CALL-OFF STOCK AGREEMENT
This is a written agreement, which could be included within the commercial contract, setting out the call-off arrangements. HMRC recommend that this specifically states that the supplier will remove the goods from the Member State of origin to the Member State of destination, and that the goods are to be located in the Member State of destination when they are to be called-off. They suggest that an express provision is entered into the contract stating that the parties wish for Article 17a of Directive 2006/112/EC to apply.
They also suggest the contract states how each party intends to fulfil the record keeping requirements below, including how the necessary information is to be communicated between the parties.
BUSINESS ESTABLISHMENT AND FIXED ESTABLISHMENT
For the purpose of these rules, a business is said to be established in a Member State if:
- The business is registered at Companies House (or the Member State equivalent);
- The business has premises in the Member State that allow for business to be conducted;
- The warehouse where the call-off stock is to be located is owned/rented by the supplier and directly run by the supplier by their own employees;
CALL-OFF STOCK REGISTER
Both the supplier and customer must maintain a Call-off Stock Register and preserve records for 6 years. Details of what needs to be included in the register can be found in Article 54a of Council Implementing Regulation 282/2011.
LEAVING THE EU
Whilst the UK has left the EU it will remain part of the EU VAT area during the transition period until the end of 2020. The UK should therefore be treated as a Member State for the purposes of these rules.
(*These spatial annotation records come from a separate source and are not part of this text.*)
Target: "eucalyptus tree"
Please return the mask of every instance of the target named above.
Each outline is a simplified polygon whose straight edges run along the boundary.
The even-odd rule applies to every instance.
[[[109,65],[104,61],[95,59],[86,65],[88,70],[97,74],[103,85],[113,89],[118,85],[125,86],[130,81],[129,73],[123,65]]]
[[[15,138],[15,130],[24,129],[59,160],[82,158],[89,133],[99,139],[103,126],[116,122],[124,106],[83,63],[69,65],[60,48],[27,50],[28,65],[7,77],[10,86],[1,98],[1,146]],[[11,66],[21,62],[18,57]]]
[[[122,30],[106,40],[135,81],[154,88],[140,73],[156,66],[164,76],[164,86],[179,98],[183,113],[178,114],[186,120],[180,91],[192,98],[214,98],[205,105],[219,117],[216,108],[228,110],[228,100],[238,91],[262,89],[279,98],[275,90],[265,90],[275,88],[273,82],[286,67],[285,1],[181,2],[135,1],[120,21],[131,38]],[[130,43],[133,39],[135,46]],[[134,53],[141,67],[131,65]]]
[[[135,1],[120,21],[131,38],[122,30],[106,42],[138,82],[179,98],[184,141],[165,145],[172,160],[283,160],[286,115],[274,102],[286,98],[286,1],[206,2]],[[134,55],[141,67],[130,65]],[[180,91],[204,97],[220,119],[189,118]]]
At the time of writing it is not known whether the status quo will continue into 2021. UK businesses trading with businesses in other EU Member States should monitor advice from HMRC for potential changes which could come into effect on 1 January 2021.
The information contained in this document is for information only. It is not a substitute for taking professional advice. In no event will Dixon Wilson accept liability to any person for any decision made or action taken in reliance on information contained in this document or from any linked website.